The web gave us the perfect “nowhere.” A Star Trek fan in Houlton, Maine can talk with another fan from Reykjavík, Iceland, without thinking a thing about it. We can be anywhere, and if you follow through, anywhen, and thus, we don’t need proximity to build relationships (or customers, or much of anything). The first web, the brochure web, gave way to the second web, the two-way web. What if the third web is about the relationship of things and places between the physical world and the placeless, timeless world? I’m calling this vplaces (more in a bit).
Our web has already shifted. Bridges tell us when they are up and down. Laundry rooms report their status. The web of things now connects the physical world with the web world. Here’s where my thinking started getting into something else.
vplaces, pplaces, and tplaces
The web of nowhere relates to vplaces. You might be thinking Second Life. I’m not. Well, okay. Second Life can be part of it. But the web of nowhere is the web we have today. I can write this blog post anywhere in the world (Seattle, Boston, Fresno). You can read it anywhere (Mumbai, Glasgow, Detroit). It’s the web of “it doesn’t matter where things are.”
The web of nowhere is not necessarily real time, either. Blogs and plenty of websites Thus, the web of nowhen is also the non-realtime. As we’re starting to become more and more interested in realtime, with tools like FriendFeed and other lifestreaming devices and applications, there’s also more and more pull for the time-shifted web, or tplaces.

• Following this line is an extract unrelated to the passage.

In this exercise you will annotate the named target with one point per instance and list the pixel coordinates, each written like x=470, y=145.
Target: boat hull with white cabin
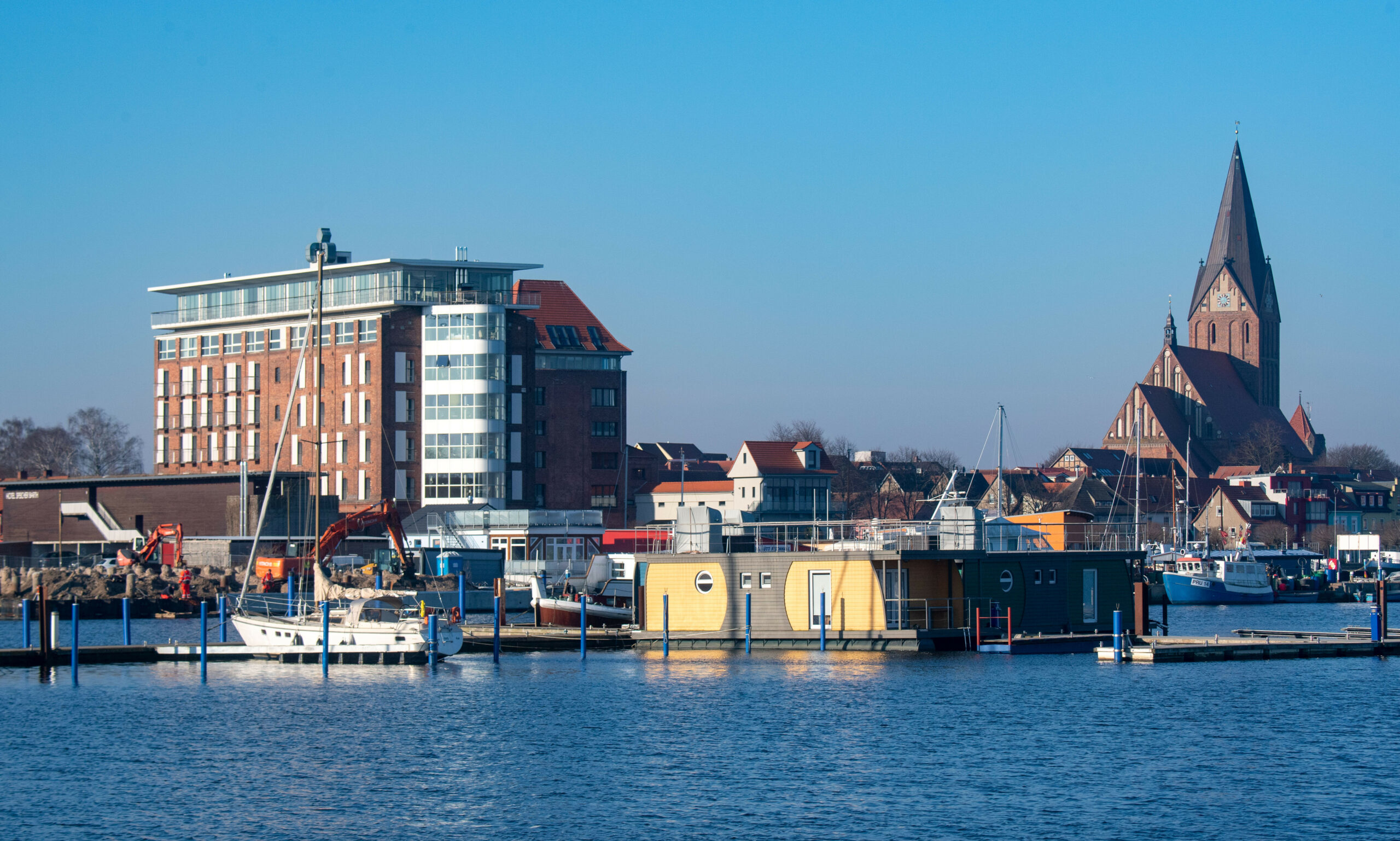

What do I mean? Phone calls are synchronous. The real-time web is synchronous. Events and real space activities are synchronous. But there’s value in time-displaced events, too. For instance, if I mix a combo of physical world places (pplaces) and timeshifted information (tplaces), I get services like BrightKite, where I can leave notes in the air in a place for someone to come along and find them.
What other combos are there? If you mix vplaces and pplaces, there are many opportunities. Think about all the various Apple iPhone apps that use GPS as one component, like NIN Access. Think about Microsoft Tag. Think about situations where the web doesn’t have to be a static page any more. Think about a web that comes together are things, around objects talking to each other and us, around places that are a mix of physical and otherwise.
What Am I Ranting About?
I admit this doesn’t have immediate and obvious application, and yet it does. To me, it does. I see this as clearly as anything. To me, if you design for the web of today, you’ll get what everyone else has. If you start planning for these new webs, of places, of timeshifting, of mapping the physical into the web and back again, you’ll start to find the new vectors, the new possibilities.
What does this say to you? Anything? Did your eyes light up?